Running Injury/Prevention Part I

OK, So I started this blog and realized that it is a LOT longer than intended, so I am going to make it a two-part blog :)

Enjoy, read up, and I want you to be aware of these injuries and how to prevent them.  And, while these are mostly due to running, you can get them from walking, and sometimes get these issues from other form of exercise, so please take note if you have any of these pains and see an HCP to get diagnosed and DON’T just take ibuprofen and run through it; you can cause serious injuries!!

IT Band Syndrome:
Runners Knee (Iliotibial band syndrome)
The IT band is a thick, fibrous band of fascia which runs down the outside of the thigh and inserts just below the knee. If this band becomes tight it can rub against the outside of the knee causing pain and inflammation. It attaches at the top to both the iliac crest (hip bone) and the Tensor fascia latae muscle. It then runs down the outside of the thigh and inserts into the outer surface of the Tibia (shin bone). Its purpose is to extend the knee joint (straighten it) as well as to abduct the hip (move it out sideways). 
As the ITB passes over the lateral epicondyle of the femur (bony part on the outside of the knee) it is prone to friction. At an angle of approximately 20-30 degrees the IT band flicks across the lateral epicondyle. When the knee is being straightened it flicks in front of the epicondyle and when it is bent, it flicks back behind.
Signs and Symptoms of ITB Syndrome:
Pain on the outside of the knee
Tightness in the IT band
Pain normally aggravated by running, particularly downhill.
Pain during flexion or extension of the knee, made worse by pressing in at the side of the knee over the sore part.
Weakness in hip abduction (widening the hip)
Tender trigger points in the gluteal (upper and lower butt muscles) area may also be present.
What can the athlete do to prevent Runners knee?
RICE- Rest Ice Compress and Elevate
Avoid downhill running.
Stretch the IT band after training.
Massage techniques can also be very helpful in correcting excessive ITB tightness.
 An HCP may get you into Physical Therapy (PT) to work on ways to stretch and strengthen the surrounding muscles, and may even administer a cortisone injection to the area to decrease swelling in extreme cases.

Shin splints is a common name for pain at the front of the lower leg, usually to the inside of the protruding Tibia (shin bone). The most common cause is inflammation of the periostium of the tibia (sheath surrounding the bone). Traction forces on the periosteum from the muscles of the lower leg cause shin pain and inflammation. This has lead to the use of terms such as Medial Tibial Traction Periostitis.
Symptoms of shin splints:
Pain over the inside lower half of the shin.
Pain at the start of exercise which often eases as the session continues
Pain often returns after activity and may be at its worse the next morning.
Sometimes some swelling.
Lumps and bumps may be felt when feeling the inside of the shin bone.
Pain when the toes or foot are bent downwards.
A redness over the inside of the shin (not always present).
Shin Splints Treatment
Treatment for shin splints is as simple as reducing pain and inflammation, identifying training and biomechanical problems which may have helped cause the injury initially, restoring muscles to their original condition and gradually returning to training.
What can the athlete do about shin splints?
Rest to allow the injury to heal.
Apply ice in the early stages, particularly when it is very painful.
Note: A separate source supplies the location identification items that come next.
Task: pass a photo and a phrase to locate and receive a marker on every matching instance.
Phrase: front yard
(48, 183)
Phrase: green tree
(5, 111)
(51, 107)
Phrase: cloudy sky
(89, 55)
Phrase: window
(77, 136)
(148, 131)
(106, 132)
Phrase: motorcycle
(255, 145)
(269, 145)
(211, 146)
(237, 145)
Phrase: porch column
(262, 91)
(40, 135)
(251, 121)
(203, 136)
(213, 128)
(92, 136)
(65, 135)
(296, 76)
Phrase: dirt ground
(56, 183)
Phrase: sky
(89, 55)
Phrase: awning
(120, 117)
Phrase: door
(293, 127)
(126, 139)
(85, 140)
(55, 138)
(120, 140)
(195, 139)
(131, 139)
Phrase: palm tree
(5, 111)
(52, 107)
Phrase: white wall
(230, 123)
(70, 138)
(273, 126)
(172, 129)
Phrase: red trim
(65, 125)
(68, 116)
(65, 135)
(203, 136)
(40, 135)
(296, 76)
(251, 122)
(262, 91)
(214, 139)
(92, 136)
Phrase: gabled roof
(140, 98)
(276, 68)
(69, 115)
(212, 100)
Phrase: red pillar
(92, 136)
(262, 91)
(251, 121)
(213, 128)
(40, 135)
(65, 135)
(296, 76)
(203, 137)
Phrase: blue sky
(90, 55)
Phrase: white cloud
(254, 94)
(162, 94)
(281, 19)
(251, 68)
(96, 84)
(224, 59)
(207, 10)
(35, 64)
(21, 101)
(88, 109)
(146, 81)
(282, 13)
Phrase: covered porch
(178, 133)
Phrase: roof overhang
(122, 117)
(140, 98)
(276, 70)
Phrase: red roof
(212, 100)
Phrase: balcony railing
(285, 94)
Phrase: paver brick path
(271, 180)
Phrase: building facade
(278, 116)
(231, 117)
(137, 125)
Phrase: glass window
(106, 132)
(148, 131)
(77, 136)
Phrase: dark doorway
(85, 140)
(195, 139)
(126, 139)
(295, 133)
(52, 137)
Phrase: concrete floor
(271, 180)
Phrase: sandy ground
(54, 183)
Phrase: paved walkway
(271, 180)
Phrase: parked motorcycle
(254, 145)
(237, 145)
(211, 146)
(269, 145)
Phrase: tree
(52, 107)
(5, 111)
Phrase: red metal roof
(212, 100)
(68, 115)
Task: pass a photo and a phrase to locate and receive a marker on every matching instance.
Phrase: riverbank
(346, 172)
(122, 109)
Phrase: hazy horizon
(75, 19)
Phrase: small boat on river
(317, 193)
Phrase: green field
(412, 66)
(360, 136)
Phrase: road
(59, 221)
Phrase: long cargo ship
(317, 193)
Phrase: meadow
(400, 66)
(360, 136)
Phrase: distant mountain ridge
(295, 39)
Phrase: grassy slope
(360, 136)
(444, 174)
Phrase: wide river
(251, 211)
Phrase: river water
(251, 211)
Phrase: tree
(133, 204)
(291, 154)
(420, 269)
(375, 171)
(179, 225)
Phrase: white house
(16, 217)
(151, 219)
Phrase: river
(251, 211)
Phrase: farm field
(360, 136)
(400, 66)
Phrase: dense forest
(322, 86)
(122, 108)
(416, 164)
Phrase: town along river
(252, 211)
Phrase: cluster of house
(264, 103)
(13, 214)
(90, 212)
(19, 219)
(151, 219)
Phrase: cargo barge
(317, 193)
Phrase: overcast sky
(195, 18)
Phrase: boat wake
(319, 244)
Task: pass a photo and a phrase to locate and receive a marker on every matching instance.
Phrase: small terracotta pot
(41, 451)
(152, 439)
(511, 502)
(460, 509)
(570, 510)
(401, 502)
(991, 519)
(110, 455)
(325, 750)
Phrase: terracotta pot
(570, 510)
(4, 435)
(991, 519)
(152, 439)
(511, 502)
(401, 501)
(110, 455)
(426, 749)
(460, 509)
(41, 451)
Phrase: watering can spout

Cold therapy reduces pain and inflammation.
Stretch the muscles of the lower leg. In particular the calf muscles associated with shin splints.
Wear shock absorbing insoles in shoes- this is for heel runners and is the common suggestion by HCP’s, not as much of an issue for forefoot runners.
Maintain fitness with other non-weight bearing exercises such as swimming, cycling or running in water, to rest the muscles
Apply heat and use a heat retainer or shin and calf support after the initial acute stage and particularly before training; it causes blood vessels to dilate and increases the flow of blood to the tissues to aid healing.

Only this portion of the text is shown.